In October, the NYSE proposed a rule for SPACs to reduce the minimum number of public holders required for continued listing — to 100 from 300. It also proposed enabling the NYSE to exercise discretion to allow SPACs a reasonable time period following a business combination to demonstrate compliance with the applicable quantitative listing standards.
A SPAC's business plan is to raise capital in an initial public offering and, within a specific period of time, engage in a merger or acquisition with one or more unidentified companies, the SEC noted in its June 14 order.
The SEC said it did not have sufficient information to determine that the proposed rule change would enable the NYSE to uphold its legal requirement to "prevent fraudulent and manipulative acts and practices, to promote just and equitable principles of trade, and, in general, to protect investors and the public interest."

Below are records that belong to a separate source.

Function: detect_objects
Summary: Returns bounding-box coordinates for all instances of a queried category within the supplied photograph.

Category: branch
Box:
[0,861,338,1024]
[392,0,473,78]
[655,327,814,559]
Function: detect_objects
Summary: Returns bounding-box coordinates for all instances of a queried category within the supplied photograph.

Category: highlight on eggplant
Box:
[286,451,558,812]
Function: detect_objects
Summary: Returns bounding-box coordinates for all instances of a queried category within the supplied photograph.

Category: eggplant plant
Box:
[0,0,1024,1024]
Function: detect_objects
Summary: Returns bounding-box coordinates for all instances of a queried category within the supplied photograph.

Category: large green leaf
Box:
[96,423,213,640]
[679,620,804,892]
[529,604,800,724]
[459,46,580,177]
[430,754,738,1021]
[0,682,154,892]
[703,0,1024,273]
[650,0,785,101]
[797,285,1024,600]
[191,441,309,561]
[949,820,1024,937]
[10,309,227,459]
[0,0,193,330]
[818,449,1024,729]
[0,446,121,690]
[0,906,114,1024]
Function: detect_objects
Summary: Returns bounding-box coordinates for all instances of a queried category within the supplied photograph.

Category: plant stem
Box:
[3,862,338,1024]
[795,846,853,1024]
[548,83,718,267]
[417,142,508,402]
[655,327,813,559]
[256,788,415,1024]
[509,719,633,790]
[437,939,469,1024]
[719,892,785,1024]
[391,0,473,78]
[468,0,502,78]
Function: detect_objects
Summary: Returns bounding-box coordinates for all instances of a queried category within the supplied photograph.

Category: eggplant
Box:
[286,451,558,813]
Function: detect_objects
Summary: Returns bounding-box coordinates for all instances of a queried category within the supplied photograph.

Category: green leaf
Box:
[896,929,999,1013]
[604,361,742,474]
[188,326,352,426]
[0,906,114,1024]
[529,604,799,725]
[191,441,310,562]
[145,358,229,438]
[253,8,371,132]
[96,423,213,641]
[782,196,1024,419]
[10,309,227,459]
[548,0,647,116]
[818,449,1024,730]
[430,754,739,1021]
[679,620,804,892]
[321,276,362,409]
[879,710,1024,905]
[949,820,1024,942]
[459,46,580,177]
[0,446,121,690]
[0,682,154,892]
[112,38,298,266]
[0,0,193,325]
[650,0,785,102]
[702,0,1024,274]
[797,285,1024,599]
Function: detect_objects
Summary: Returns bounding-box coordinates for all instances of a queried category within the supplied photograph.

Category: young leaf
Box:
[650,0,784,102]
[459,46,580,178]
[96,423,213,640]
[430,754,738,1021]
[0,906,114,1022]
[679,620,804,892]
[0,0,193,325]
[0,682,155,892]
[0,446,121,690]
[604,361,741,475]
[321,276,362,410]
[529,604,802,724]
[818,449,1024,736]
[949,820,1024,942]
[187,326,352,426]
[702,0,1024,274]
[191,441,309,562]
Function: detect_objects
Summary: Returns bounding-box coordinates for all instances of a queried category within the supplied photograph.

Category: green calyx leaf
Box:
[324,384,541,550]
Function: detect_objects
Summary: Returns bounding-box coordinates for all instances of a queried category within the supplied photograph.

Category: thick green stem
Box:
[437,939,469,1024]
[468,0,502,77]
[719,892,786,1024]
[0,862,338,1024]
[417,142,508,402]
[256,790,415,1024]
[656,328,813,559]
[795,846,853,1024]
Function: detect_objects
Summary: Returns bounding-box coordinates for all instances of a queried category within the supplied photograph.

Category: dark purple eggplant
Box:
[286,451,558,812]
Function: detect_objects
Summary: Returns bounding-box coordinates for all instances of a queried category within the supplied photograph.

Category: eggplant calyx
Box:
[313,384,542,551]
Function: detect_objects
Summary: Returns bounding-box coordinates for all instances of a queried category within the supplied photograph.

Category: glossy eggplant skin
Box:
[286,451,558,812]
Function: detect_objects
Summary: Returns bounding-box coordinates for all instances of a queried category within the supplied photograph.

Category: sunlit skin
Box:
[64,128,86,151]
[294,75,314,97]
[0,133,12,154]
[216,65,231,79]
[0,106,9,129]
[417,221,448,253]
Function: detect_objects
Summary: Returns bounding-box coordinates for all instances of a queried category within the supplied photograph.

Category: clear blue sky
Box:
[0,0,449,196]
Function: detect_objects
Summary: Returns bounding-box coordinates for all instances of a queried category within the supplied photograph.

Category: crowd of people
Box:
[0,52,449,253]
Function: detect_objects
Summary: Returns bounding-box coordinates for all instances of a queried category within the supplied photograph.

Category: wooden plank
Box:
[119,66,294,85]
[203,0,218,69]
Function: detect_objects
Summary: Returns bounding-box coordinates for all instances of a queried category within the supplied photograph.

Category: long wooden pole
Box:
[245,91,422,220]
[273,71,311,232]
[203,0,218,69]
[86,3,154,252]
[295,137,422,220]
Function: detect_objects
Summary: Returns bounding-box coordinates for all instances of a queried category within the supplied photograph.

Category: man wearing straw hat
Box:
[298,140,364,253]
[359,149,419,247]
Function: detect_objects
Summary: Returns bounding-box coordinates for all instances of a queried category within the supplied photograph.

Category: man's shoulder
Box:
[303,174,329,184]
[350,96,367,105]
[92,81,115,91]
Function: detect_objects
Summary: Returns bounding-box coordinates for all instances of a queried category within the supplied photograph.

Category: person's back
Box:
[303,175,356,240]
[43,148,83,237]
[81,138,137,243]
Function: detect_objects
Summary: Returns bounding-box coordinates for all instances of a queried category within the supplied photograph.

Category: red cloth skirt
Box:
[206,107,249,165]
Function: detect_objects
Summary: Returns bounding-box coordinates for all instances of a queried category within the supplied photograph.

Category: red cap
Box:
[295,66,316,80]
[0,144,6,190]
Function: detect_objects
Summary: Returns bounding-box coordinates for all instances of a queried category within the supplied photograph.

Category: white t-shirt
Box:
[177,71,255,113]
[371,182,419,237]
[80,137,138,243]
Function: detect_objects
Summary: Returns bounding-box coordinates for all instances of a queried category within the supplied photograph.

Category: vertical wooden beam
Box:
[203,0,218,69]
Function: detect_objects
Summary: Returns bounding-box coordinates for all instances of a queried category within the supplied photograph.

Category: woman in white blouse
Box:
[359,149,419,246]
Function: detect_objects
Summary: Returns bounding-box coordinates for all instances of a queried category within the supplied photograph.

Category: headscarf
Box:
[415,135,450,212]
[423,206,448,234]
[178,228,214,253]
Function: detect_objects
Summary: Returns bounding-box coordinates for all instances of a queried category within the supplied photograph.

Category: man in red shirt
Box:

In its proposal, the NYSE said that SPACs often have difficulty demonstrating compliance with the minimum number of holders requirements because there is limited retail investor interest in them, and that this requirement is less relevant for SPACs because they historically trade close to the value of the funds held in trust, and without distorted prices, even when they have few shareholders, according to the SEC order.
But the NYSE provided no evidence to corroborate that point, the SEC said.
The NYSE declined comment Tuesday on the SEC's order.